We booked appointments for the apartment viewing which were at times a week away, and at best after 3 working days. We'd go to the admin office where a manager would tell us about the property and then either accompany us to the apartment or simply point us in the direction of the apartment. In some cases, we couldn't view the actual apartment because the tenant's lease was still on. So one afternoon, we looked at the model apartment, loved it, and decided to submit an application the next day. Lo and behold, the next day the apartment was no longer available. This happened a couple of times.

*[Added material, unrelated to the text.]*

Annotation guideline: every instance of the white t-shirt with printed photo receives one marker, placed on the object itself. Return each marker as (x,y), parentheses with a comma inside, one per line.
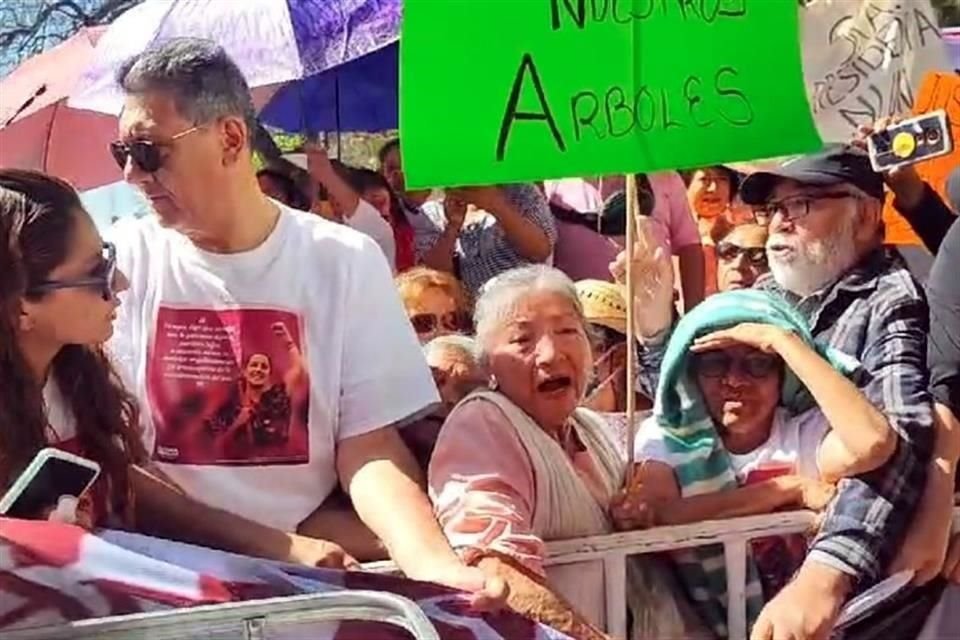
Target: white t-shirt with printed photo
(791,448)
(251,367)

I digress here - but I need to add this. In the US, the ground level is the first floor. The next level is the second floor, and so on. None of the apartments we saw had over 3 floors (what I'd call the second floor in India). So this led to a wee bit of confusion at times.
There was an apartment available for what seemed like a steal. So of course it was gone even before we could see the place! The apartments that we did see, and were at reasonable rents, did not appeal to us. The kitchens in almost all the apartments we looked at were small and did not have enough space to place our appliances let alone cook. And we do love to cook.
We barely had much time to think things through - apartments were going off the market within hours. I was worried we wouldn't find a decent place to call home.
Then came the golden day when we saw 2 apartments and loved both. Of course, now loved meant that we got most of the ticks on our checklist. Objectively, we decided to go ahead with the place with the better location rather than the better layout (of the house). We submitted our application and paid the $30-$50 application fee for each person living in the apartment (the application fee bit was a shocker).
We then had to share a copious amount of details about ourselves and get a guarantor (thank uncle for that!) to avoid paying a hefty security deposit. We did pay a security deposit, just not a hefty one.
A view of the apartment property
So yay, we found a place to live and with pretty much everything ticked on our checklist. We also recently figured that the property we live in is in the same sector (I think) as the fire station. So even the off chance of power cuts is something we'll avoid. There's greenery all around and is calming to while away the blues on the balcony.
Gentle breeze as viewed from the balcony
We met quite a few property managers in the process of viewing apartments. Some of them were so warm and friendly that we'd rate the place higher than the others. As always, I realize, it boils down to people and interactions and how they made you feel.
Random Closing Thoughts because Why Not!
Finding a place to call home, putting my stamp all over the place, and filling spaces with all that's mine are all myriad ways to feel like I belong here. It's too early to feel that I belong. Maybe I never will. I wonder if it's crazy to move from home with the intent to find another one.
Often I imagine I've carried my life, my World to this country. I'm trying to make sense of what it means to be here. What does it mean to try and find a place away from everything I've known?